Two long-shot candidates in the crowded Democratic primary to replace retiring U.S. Rep. Dwight Evans were hit with a coordinated wave of signature challenges this spring, with very different results. Tax attorney Shaun Griffith survived a petition hearing on Tuesday, March 31 and remains on the May primary ballot, while Temple University computer-science professor Karl Morris was knocked off by a court and has now taken his case upstairs.
At the March hearing, Griffith said his campaign had collected 1,618 nominating signatures and weathered objections to 813 of those names, leaving roughly 1,040 validated entries after the challenge. He told reporters his team logged roughly 100 hours preparing for the fight and estimated the immediate and projected costs at about $50,000, a price tag he argued shows how signature wars favor better-funded campaigns. The challenges were lodged by a petitioner named Thelma Peake and, according to The Philadelphia Tribune, helped push several low-profile campaigns out of the race entirely.
Morris was not as fortunate. He submitted about 1,406 names and faced objections to 787 of them. His campaign clawed back more than 200 signatures before his hearing, but Commonwealth Court still concluded he would not reach the required threshold and ordered him off the ballot. On April 8, Morris filed an appeal to the Pennsylvania Supreme Court, arguing what his campaign described as “errors in law.” Philadelphia Democratic City Committee chair Bob Brady told The Philadelphia Tribune that “the process is not rigged against underdog candidates.”

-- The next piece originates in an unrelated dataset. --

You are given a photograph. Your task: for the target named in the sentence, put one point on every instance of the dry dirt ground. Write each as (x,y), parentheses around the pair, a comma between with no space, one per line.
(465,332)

How petition fights reshape the field
Signature challenges are a familiar tool in Philadelphia politics for trimming crowded primaries, and the open 3rd District contest has drawn a deep bench since Evans announced his retirement. Local coverage and election guides show a mix of state legislators, community leaders and political newcomers jostling for a limited share of attention, which means a successful petition challenge can quietly rewrite the ballot before most voters even tune in.
Election coverage from CBS Philadelphia has underscored just how crowded the race has become, while a guide from Philadelphia magazine has highlighted how institutional backing can offer a major edge in low-turnout primaries.
What’s next
Morris’ appeal now heads to the Pennsylvania Supreme Court, and any ruling could arrive too late to affect ballots already being prepared for early voting. The primary is scheduled for May 19, 2026, according to the Philadelphia City Commissioners, so campaigns are gaming out multiple scenarios while still trying to build name recognition on the ground.
The bigger takeaway for local campaigns
For underdog campaigns, the lesson is blunt: petition drives are a legal, logistical and financial gauntlet that can determine whether voters ever see your name. The recent hearings in the race to replace Evans underline how much time and money contenders must sink into paperwork and court fights before they can even get to typical retail campaigning, and how those battles can narrow voter choices long before a single ballot is cast.